For all \(n \in N, a^{n}-b^{n}\) is always divisible by \((a\) and \(b\) are distinct rational numbers) (a) \(2 \mathrm{a}-\mathrm{b}\) (b) \(a+b\) (c) \(a-b\) (d) \(a-2 b\)

We need to find which of these options, (a), (b), (c), or (d), makes \(a^n - b^n\) always divisible by the option.

Check whether option (a) is true or false; that is, if \(a^n - b^n\) is always divisible by \(2a - b\). Let's test with the case when \(n = 1\). \(a^1 - b^1 = a - b\) \((a - b) \mod (2a - b)\) There is no guarantee for this equation to hold true. Counterexample: \(a=3, b=1\) \(a - b = 3 - 1 = 2\) \(2a - b = 6 - 1 = 5\) \(2 \not \equiv 0 \pmod{5}\) This counterexample shows that option (a) is not true.

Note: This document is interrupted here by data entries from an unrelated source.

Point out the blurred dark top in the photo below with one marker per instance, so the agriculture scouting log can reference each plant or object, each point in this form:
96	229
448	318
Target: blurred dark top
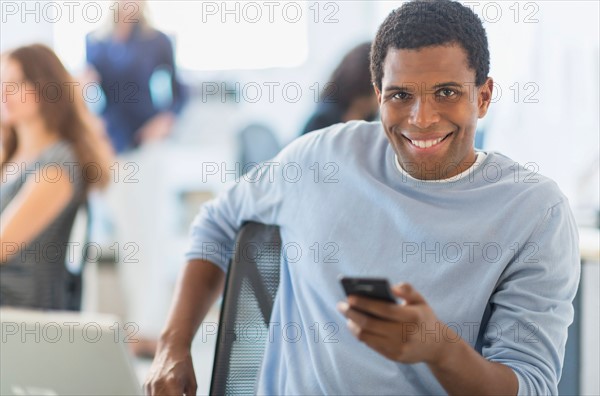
126	69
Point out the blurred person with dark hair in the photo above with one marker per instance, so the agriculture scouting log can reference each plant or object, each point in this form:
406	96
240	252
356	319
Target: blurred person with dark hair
349	93
53	152
124	57
128	56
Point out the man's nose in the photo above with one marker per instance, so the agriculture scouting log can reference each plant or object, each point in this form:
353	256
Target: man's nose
424	112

Check whether option (b) is true or false; that is, if \(a^n - b^n\) is always divisible by \(a + b\). We will apply the identity \(x^n - y^n = (x - y)(x^{n-1} + x^{n-2}y + \cdots + y^{n-1})\). \(a^n - b^n = (a - b)(a^{n-1} + a^{n-2}b + \cdots + b^{n-1})\) Now check if this expression is divisible by \(a + b\): \((a - b)(a^{n-1} + a^{n-2}b + \cdots + b^{n-1}) \mod (a + b)\) Since (a-b) and (a+b) are coprime, we just need to check if the second factor is divisible by (a+b). \((a^{n-1} + a^{n-2}b + \cdots + b^{n-1}) \mod (a + b) \equiv 0\) For odd values of \(n\), this equation holds true, so the expression is divisible by \(a + b\). For even values of \(n\), this property doesn't hold true in all cases. Thus, option (b) is also not true.

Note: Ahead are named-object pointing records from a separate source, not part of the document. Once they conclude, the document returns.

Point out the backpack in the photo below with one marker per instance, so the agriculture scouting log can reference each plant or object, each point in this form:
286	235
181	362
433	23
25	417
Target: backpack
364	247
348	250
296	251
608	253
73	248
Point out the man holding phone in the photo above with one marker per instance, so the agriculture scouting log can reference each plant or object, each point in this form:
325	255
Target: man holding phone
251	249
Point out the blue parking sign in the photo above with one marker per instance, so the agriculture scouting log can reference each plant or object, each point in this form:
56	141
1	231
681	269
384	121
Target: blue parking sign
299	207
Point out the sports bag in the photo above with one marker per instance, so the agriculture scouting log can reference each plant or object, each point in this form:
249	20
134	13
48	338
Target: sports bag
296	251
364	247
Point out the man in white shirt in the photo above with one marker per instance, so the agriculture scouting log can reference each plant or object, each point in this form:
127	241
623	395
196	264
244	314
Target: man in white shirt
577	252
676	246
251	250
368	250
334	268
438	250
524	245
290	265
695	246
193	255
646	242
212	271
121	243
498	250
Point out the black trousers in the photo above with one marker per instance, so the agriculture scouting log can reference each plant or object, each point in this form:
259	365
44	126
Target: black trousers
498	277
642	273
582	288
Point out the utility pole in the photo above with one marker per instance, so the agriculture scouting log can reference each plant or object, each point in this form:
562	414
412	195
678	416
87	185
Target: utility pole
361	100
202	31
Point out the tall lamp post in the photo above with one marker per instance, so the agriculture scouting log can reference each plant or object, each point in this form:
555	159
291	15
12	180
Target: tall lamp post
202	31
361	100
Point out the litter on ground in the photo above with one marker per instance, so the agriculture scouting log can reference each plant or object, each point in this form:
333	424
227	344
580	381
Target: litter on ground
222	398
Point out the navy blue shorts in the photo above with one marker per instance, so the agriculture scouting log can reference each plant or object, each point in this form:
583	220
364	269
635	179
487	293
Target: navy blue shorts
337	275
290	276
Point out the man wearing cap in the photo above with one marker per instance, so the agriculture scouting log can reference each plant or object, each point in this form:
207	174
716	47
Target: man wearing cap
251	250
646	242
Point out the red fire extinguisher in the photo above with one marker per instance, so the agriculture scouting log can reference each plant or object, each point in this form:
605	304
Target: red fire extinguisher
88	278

Check whether option (c) is true; that is, if \(a^n - b^n\) is always divisible by \(a - b\). We use the same identity as in step 3: \(a^n - b^n = (a - b)(a^{n-1} + a^{n-2}b + \cdots + b^{n-1})\) Now check if this expression is divisible by \(a - b\): \((a - b)(a^{n-1} + a^{n-2}b + \cdots + b^{n-1}) \mod (a - b) \equiv 0\) As the factor \((a - b)\) is part of the expression itself, it is always divisible by \((a - b)\) for all \(n \in N\), and the given condition that \(a\) and \(b\) are distinct rational numbers. Therefore, option (c) is true.

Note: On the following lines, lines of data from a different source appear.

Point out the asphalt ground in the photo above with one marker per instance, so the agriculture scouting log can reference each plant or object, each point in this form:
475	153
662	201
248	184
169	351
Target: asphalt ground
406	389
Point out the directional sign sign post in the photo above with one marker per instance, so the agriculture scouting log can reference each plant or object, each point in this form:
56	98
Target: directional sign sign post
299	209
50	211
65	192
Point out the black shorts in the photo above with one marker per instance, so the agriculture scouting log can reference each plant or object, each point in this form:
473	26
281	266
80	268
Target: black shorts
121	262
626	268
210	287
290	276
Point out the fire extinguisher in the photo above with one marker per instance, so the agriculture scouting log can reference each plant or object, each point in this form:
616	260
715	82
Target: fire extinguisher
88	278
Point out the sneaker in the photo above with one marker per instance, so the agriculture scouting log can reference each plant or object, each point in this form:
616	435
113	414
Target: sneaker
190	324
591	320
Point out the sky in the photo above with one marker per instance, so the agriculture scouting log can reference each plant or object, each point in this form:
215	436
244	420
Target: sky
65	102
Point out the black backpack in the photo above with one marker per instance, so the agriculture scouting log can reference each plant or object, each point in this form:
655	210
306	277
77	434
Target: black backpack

We already found that option (c) is true, so there is no need to test for option (d). However, if you'd like to confirm it's false, the same counterexample used for option (a) will suffice, or you could use a similar approach as used in the previous steps.

Out of the four options provided, option (c) is the correct one: \(a^n - b^n\) is always divisible by \(a - b\) for all \(n \in N\) and given that \(a\) and \(b\) are distinct rational numbers.